The Humble Tavern
Mar 13, 2012
I've never been much of a proselytizer — it seems impolite to tell people what they ought to believe when they're surely capable of figuring it out for themselves. However, the urge will occasionally strike, usually in fairly absurd places. I discovered one of my soft spots while leafing through the Vangen Lutheran Church cookbook looking for inspiration. It was filled with good, solid, unobjectionable Midwestern cuisine until I got to the tavern section and started looking at the ingredients. Tomato soup? KETCHUP? That's not right at all! Could it be that the good Lutheran women of Mission Hill didn't know how to make a proper tavern?
I felt sick. How could my old friends and neighbors go off to serve their Lord in that great soup kitchen in the sky with these inferior loosemeat sandwich concoctions? Concerned for the state of their souls, I vowed to go forth waving the royal banner and sounding trumpets to gain converts to the one true tavern recipe, the one my grandmother stirred up so many times over the years, bringing delight to all who partook. I'd go out and preach in the streets. Heck, I was even prepared to battle my South Dakota Magazine co-workers over the correct way to make this most South Dakotan sandwich.
Sadly, this religious fervor was soon squelched. I conferred with my aunt, who broke it to me gently: there is no recipe. Grandma followed a very simple procedure, amping up the beefy flavor with beef bouillion granules or cubes if necessary. With no clear law to lay down, my career as a tavern missionary was over before it began.
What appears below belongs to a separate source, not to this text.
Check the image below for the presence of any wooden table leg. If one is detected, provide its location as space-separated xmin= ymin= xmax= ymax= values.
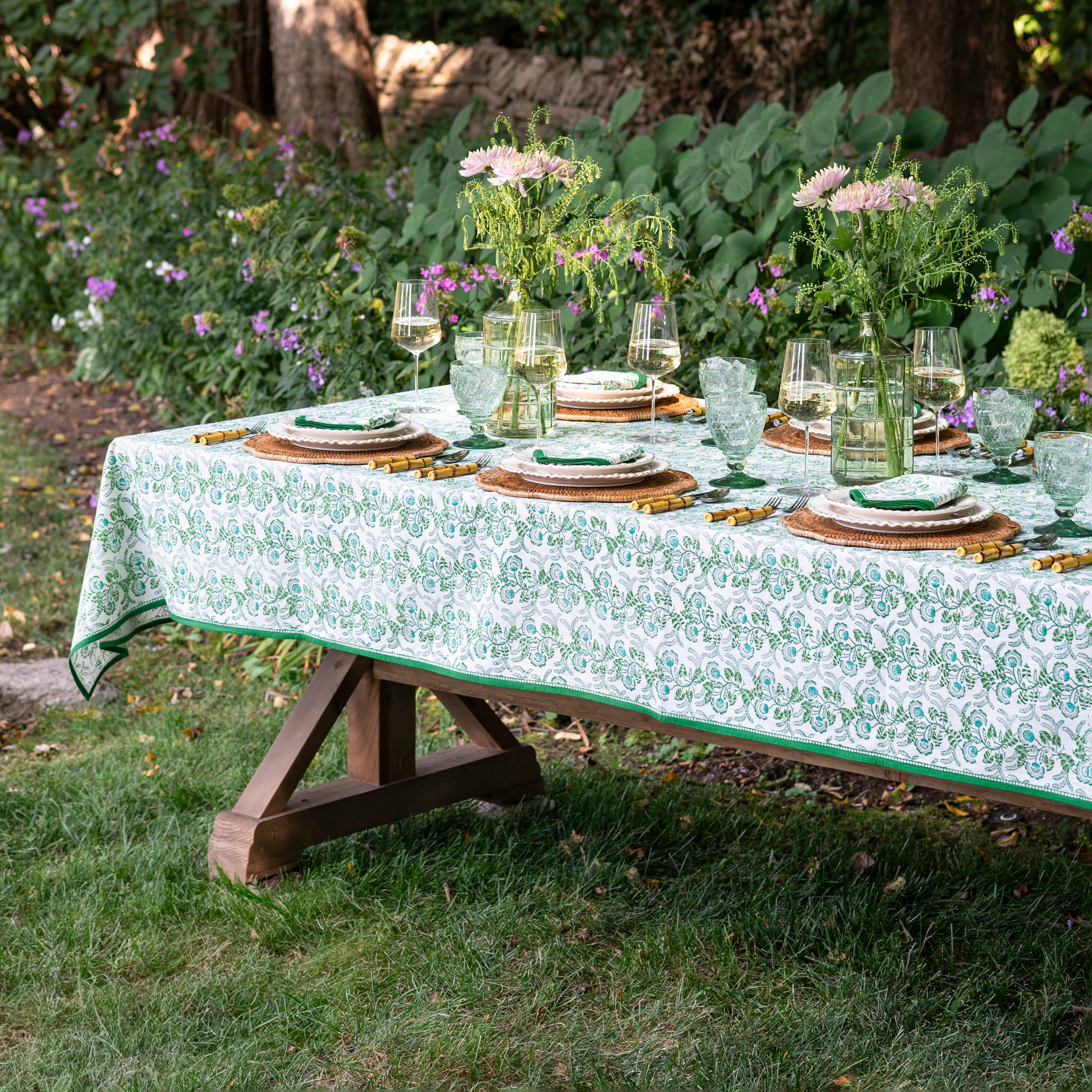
xmin=209 ymin=651 xmax=543 ymax=881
Now that reality has humbled me once again, I come to you in a less aggressive spirit. How do you like to make taverns? What do you call them? Here’s how we do it in my little corner of Yankton County.
Taverns, Johnson Style
2 lbs. hamburger
1 large onion
Water, beef or chicken stock
Finely mince onion. Mix onion and hamburger in a heavy pot. Cover with water or stock and bring to a boil. Cover and cook until the mixture turns grainy, stirring whenever you happen to pass by the stove. This could take hours. After the beef has broken down into tiny particles, uncover and let the water cook out until the meat is thick enough to serve on a bun. Add salt and pepper to taste. Serve with mustard and a pickle slice or two.